DBDocs uses the DBDigram.io tool is specifically designed to generate ERD diagrams based on the DB schema. Similar to the websequence diagram, it has a code-based editor. They support up to 10 diagrams for free.
Dbdiagram.io uses DBML as our syntax for defining databases. DBML has open-sourced markup language used to describe database schema structure. The team behind DBdiagram also develops DBML.
Eraser is a beautiful visual + code-based tool that lets you document your cloud architecture and ERD.
Draw.io might look like a drag-and-drop UI on the surface. But here is something that most people don’t know about it. It supports plantUML. You import a diagram using plantUML.
In the upcoming sections, we will be discussing language-specific diagram generators. Before we do that, It is important to pause here for a minute and appreciate the greatness of the GraphViz library. This library is the base for some of the famous visualization projects and is pretty much used in all the libraries we are going to discuss in the next section.
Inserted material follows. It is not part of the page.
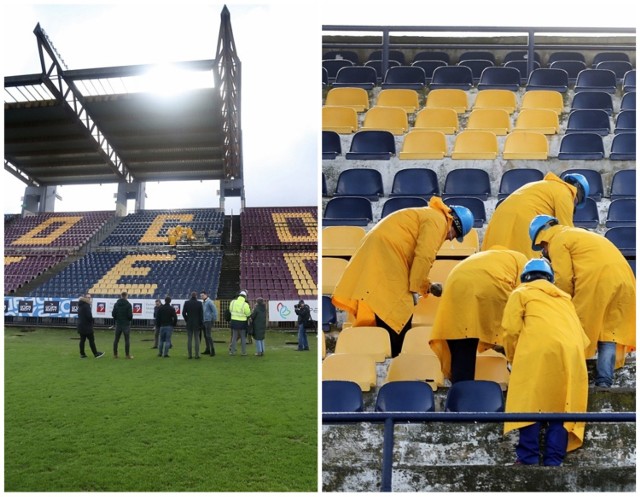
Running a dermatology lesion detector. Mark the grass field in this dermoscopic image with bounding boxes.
[4,328,318,492]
Graphviz is open-source graph visualization software. Graph visualization is a way of representing structural information as diagrams of abstract graphs and networks. The source of major diagramming tools, all the above tools work on top of this.
One downside of GraphViz is heavy(700MB). If you use any of the libraries in CI/CD, you are spinning up a 700MB+ container every time. Not very resource friendly
Prisma is an open-source data access layer that connects databases and manipulates data. It is built on the Node.js runtime and provides a simple and expressive API for working with databases.